Les hommes politiques australiens qui ne sont plus en fonction ont adopté une approche moins mesurée. L'ancien Premier ministre Malcolm Turnbull, un conservateur modéré, a déclaré que "les pages économiques lui donneront du crédit" pour le succès de Fox et de News Corp "mais il a fait d'énormes dégâts dans le monde démocratique".

"L'écosystème de la colère et du divertissement que Fox News a surtout créé aux États-Unis a rendu l'Amérique plus en colère et plus divisée qu'elle ne l'a jamais été depuis la guerre civile", a déclaré M. Turnbull à la chaîne ABC.

Le départ de Murdoch rompt le lien qui unissait News Corp et Fox Corp à l'Australie, pays d'origine de Murdoch. Son fils Lachlan Murdoch, qui devient président unique de News Corp et reste président-directeur général de Fox, est né en Grande-Bretagne.

Toutefois, Lachlan Murdoch, dont la femme est australienne, continue de vivre à Sydney avec sa famille et de faire la navette avec les États-Unis, où sont basées les deux sociétés, a déclaré un porte-parole.

En contrepartie, l'Australie continue de jouer un rôle de premier plan pour les entreprises de Murdoch.

C'est une campagne menée par ses journaux australiens qui a incité le gouvernement du pays, en 2021, à obliger les géants de la technologie Meta et Alphabet, propriétaire de Google, à payer les médias pour les contenus affichés sur leurs sites web, puisqu'ils attiraient des dollars publicitaires.
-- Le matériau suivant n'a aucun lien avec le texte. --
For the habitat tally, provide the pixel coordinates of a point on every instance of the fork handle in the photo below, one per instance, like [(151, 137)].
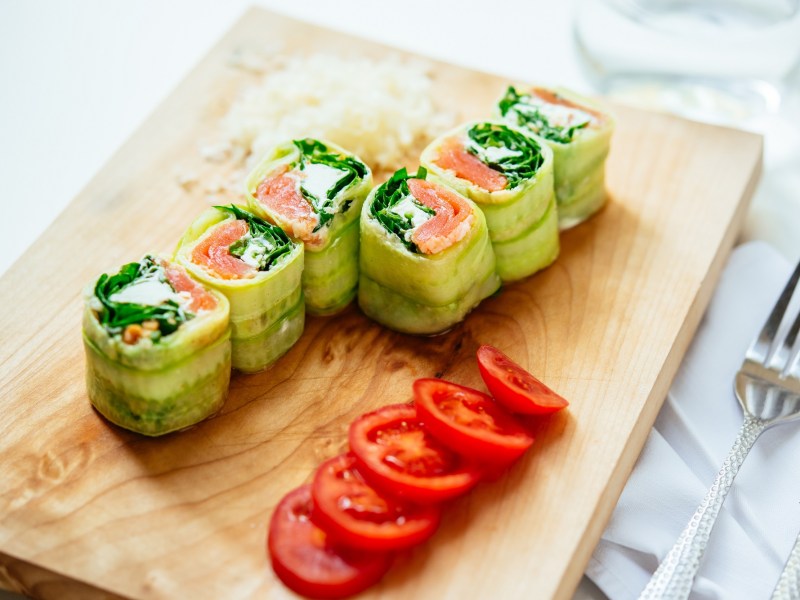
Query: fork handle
[(788, 586), (674, 577)]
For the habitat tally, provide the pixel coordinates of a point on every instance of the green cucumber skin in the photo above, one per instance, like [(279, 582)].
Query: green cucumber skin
[(330, 278), (398, 312), (423, 294), (158, 401), (578, 166), (531, 251), (260, 306), (190, 338), (434, 280), (508, 212), (259, 352)]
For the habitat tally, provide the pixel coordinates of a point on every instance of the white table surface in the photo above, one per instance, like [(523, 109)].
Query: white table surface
[(78, 77)]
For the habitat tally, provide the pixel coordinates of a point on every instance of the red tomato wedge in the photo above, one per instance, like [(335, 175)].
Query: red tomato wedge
[(181, 282), (357, 515), (454, 157), (305, 560), (451, 223), (212, 251), (469, 421), (515, 388), (398, 455)]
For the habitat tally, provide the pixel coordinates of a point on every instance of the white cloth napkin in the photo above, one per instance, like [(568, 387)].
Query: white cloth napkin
[(692, 435)]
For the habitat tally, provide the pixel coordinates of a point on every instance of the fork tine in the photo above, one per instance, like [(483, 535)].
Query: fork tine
[(792, 364), (759, 350)]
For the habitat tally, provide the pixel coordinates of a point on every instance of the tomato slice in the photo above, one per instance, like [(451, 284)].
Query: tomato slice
[(515, 388), (304, 558), (469, 421), (357, 515), (399, 456)]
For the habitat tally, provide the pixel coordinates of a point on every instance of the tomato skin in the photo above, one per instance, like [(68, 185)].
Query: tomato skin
[(357, 515), (398, 456), (308, 563), (515, 388), (469, 421)]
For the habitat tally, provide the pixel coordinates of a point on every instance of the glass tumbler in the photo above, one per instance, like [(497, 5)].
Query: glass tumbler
[(724, 61)]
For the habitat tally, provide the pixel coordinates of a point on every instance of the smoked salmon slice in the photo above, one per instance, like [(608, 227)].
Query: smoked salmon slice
[(550, 97), (450, 224), (181, 282), (453, 156), (280, 194), (213, 252)]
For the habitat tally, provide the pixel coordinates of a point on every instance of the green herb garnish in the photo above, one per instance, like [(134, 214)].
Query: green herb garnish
[(521, 156), (315, 152), (264, 243), (528, 115), (116, 316), (392, 192)]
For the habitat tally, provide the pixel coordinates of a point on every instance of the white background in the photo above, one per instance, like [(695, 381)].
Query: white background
[(78, 77)]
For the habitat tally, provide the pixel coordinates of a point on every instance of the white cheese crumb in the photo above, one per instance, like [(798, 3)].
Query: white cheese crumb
[(382, 111), (319, 179), (148, 291)]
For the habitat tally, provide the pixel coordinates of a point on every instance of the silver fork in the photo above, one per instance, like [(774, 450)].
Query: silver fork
[(768, 389)]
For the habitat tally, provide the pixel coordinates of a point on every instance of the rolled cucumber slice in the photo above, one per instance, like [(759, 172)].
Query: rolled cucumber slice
[(414, 292), (266, 306), (335, 183), (525, 161), (149, 375), (578, 132), (158, 401)]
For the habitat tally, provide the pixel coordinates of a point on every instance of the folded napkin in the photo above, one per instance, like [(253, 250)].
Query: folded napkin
[(692, 436)]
Les États-Unis et le Canada prévoient désormais des lois similaires.

Un an plus tôt, la couverture par News Corp des feux de brousse australiens dévastateurs a remis en question le rôle du réchauffement climatique et a attiré les foudres de l'autre fils de Murdoch, James Murdoch. Quelques mois plus tard, il a quitté le conseil d'administration de la société, invoquant des désaccords sur le contenu éditorial.